- Film poster
- Directed by: Prabhu Jeyaram
- Produced by: Sudhan Sundaram G. Jayaram
- Starring: R. S. Karthiik Ayra
- Cinematography: Arunkrishna Radhakrishnan
- Edited by: Prakash Karunanithi
- Music by: Guna Balasubramanian
- Production company: Passion Studios
- Distributed by: SonyLIV
- Release date: 29 October 2021;
- Country: India
- Language: Tamil

= Yennanga Sir Unga Sattam =

2021 Indian film

Yennanga Sir Unga Sattam is a 2021 Indian Tamil-language drama film directed by Prabhu Jeyaram and starring R. S. Karthiik and Ayra. Produced by Passion Studios, it was released on SonyLIV 29 October 2021.

== Production ==
The film's debutant director Prabhu Jeyaram stated that he tried to talk about the issues in the caste-based society from a neutral perspective. The film was made in a new format, known as a 'duplex movie', meaning the first half and the second half are two different films. Actors were seen playing different characters in the second half, but the two stories will come together in the end. The director linked the format to K. Balachander's Oru Veedu Iru Vaasal (1990).

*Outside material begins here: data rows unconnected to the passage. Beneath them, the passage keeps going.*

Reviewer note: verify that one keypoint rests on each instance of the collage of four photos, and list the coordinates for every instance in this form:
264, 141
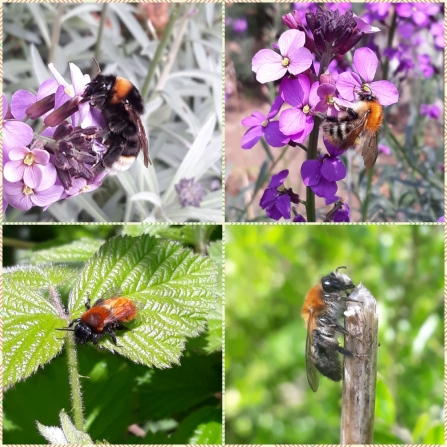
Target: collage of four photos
223, 223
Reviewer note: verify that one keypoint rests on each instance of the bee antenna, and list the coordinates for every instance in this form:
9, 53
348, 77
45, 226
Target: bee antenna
97, 65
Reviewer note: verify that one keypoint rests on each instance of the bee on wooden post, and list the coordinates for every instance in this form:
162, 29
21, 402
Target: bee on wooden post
323, 306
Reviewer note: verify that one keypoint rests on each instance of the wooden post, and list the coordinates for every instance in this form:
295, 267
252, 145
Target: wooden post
359, 383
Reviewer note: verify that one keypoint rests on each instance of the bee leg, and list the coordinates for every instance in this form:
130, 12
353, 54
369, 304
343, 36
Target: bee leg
76, 320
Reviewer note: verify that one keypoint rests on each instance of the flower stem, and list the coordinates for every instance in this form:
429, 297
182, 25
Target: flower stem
75, 384
367, 194
312, 155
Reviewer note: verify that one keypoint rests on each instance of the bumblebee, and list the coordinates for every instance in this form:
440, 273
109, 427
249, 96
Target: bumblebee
323, 306
121, 104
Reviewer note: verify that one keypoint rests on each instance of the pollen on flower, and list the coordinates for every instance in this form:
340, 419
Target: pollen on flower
29, 159
27, 191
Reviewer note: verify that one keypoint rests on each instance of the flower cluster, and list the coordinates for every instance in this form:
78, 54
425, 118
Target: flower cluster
315, 83
43, 167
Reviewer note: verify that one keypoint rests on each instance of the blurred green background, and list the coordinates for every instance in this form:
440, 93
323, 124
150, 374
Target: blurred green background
268, 272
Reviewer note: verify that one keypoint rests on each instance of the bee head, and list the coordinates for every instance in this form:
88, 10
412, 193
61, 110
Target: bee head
336, 282
83, 333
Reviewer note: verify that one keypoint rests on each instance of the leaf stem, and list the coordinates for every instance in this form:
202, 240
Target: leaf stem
75, 384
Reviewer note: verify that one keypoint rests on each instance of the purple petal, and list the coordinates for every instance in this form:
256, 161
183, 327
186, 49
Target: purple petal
16, 133
20, 101
347, 83
310, 172
267, 66
295, 91
300, 60
13, 171
251, 137
48, 196
283, 206
325, 188
13, 194
386, 92
365, 62
32, 176
256, 119
292, 121
278, 179
276, 106
333, 169
291, 40
274, 136
268, 198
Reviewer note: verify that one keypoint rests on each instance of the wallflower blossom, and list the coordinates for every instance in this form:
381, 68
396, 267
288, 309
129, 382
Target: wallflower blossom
276, 199
293, 58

The film is about the trained archakas of all castes, and released at a time when the Tamil Nadu government had appointed 24 trained archakas of all castes at the Hindu temples maintained by the Department of Hindu Religious and Charitable Endowments. Prabhu met Mariasamy, the first non-Brahmin temple priest, and gathered a lot of information about the changes.

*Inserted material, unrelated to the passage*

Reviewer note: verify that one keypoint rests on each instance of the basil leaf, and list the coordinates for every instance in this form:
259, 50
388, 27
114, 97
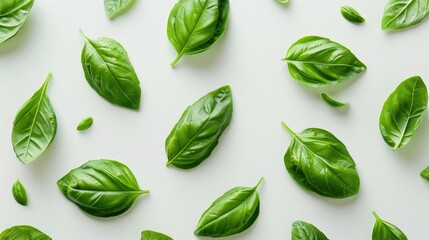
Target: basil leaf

== Release and reception ==
The film was released on 29 October 2021 on the streaming platform, SonyLIV. A critic from The Times of India noted that the film was an "earnest but simplistic conversation on caste and reservation" and gave the film a positive review. In contrast, a critic from The New Indian Express noted "the film aims for the skies, but the convoluted writing ensures that it never rises above the ceiling". A critic from Sify stated that "Overall, Yennanga Sir Unga Sattam is a good watch for the topical second half of the film. However, an urgent trimming is required in the first half".